My operative phrase is “as quickly as possible”. According to the previous posts, the ACLU interjected themselves into the process, having already, I presume, been reviewed by DC’s own legal consul and not found wanting, thereby delaying its implementation. The ACLU was not invited to comment.
Read the post carefully please as I am an engineer and try to boil things down to as few words as possible.
Does “Whaaa” suggest that a pit thread should be started, titled “dangling participles love’m or hate’m.
In this country, the “American Rule” provides that each party to litigation is responsible to pay its own attorney’s fees unless specific authority is granted by statute or a contract allows the assessment of those fees against the other party. This contrasts with the “English Rule,” under which the losing party pays the prevailing party’s attorneys’ fees. Our rule is based on the premise that society would suffer if a person were unwilling to pursue a meritorious claim merely because, if they lost, they would have to pay the opposing party’s expenses. There is, however, an exception to this principle under PL 94-559, the 1976 Civil Rights Attorney Fee Act (42 USC, Section 1988).
I think that the bottom-line answer to the OP is that, if the ACLU is weighing the rights of one person against another, they will tend to take the side that is in line with the opinions of those on the left. Your abortion protest example is a good one. Here, you are weighing one group’s right to free speech against another group’s right to enter the abortion clinic. In my opinion, as long as the entrance is not being impeded, then it’s really not about their right to enter the clinic, but rather their right not to be made to feel bad about it. That, I think is a pretty weak “right,” when compared to the right to free speech.
I would think that, if the ACLU wants a buffer zone around abortion clinics, then they should also desire a buffer zone around, say, military recruiting offices, so that anyone desiring to go into one without being called a murderer could do so, but I’m guessing that hasn’t been high on the ACLU’s agenda. If I’m wrong about that, please correct me because I don’t know for sure.

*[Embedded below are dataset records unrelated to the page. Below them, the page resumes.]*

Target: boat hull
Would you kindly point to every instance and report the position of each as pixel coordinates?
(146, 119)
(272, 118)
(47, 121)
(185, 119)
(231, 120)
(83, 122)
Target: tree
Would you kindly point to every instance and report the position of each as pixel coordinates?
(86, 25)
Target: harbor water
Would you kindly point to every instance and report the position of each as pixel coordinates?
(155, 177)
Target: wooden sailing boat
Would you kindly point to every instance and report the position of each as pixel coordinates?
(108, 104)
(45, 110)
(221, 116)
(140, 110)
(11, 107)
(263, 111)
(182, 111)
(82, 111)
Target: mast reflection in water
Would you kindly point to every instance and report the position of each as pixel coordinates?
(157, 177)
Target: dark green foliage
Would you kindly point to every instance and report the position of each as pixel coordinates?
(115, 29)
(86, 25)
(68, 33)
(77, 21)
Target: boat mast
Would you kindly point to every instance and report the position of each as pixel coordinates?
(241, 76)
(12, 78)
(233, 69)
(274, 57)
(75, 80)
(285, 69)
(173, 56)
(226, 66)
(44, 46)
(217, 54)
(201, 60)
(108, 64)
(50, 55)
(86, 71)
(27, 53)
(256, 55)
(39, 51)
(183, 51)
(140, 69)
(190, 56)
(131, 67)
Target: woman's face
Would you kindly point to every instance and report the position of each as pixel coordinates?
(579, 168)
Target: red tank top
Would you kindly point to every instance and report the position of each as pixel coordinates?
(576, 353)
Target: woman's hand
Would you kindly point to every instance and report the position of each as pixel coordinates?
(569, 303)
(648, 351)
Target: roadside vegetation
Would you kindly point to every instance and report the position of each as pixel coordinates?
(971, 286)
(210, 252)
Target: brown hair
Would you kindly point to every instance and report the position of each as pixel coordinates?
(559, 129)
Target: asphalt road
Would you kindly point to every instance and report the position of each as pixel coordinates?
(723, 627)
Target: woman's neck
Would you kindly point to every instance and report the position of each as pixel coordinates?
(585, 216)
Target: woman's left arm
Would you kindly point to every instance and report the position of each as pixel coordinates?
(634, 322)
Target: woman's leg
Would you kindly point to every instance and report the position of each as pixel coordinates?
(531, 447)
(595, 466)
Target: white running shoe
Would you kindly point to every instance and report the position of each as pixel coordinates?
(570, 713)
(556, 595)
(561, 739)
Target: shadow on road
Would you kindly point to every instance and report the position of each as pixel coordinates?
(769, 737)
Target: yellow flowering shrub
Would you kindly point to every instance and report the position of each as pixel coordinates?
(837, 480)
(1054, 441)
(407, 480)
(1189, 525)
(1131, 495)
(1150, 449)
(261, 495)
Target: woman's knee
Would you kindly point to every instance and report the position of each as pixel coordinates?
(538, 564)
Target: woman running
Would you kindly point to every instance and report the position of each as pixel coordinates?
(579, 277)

In a democratic society, though, citizens are allowed, and even encouraged, to comment on and influence the laws and policies the government is proposing. IF the ACLU believes the policy is unwise or wrong, they’re within their rights to object to it.
Put as simply as possible, a suit against the ACLU claiming that it violated the fifth amendment wouldn’t win, both because the ACLU isn’t a government agency and can not violate the fifth amendment, and also because the delay in the passing of legislation or implementation of policy isn’t a fifth amendment violation.
Please provide a cite where the ACLU defended a supposed right to use a park or library as a toilet, or failed to prevent a teacher from bringing a classroom to order. I seriously doubt any of these things have ever happened. It is against the law to defecate on the floor of a library, and the ACLU can’t help you if you do. You do, however, have to tolerate smelly people in public places. There’s no law against being smelly. If you don’t like it, you can go to a private place.
This does, however illustrate the OP’s question"'what do the righties have against the ACLU?" Answer: a bunch of imaginary scenarios that invoke the fear of the disorderly lower classes.
Right on! I am in complete agreement, ( re: feelings)… I note that many posters use that word to justify their position. The subject of rights has to be looked upon without feeling but with passion as below from Jefferson
And, and this is the biggy! Exercise of Free Speech is intended by the speaker to invoke feelings by virtue of the speaker’s passion for the subject. If the listener did not feel something then why would the speaker even flap his lips.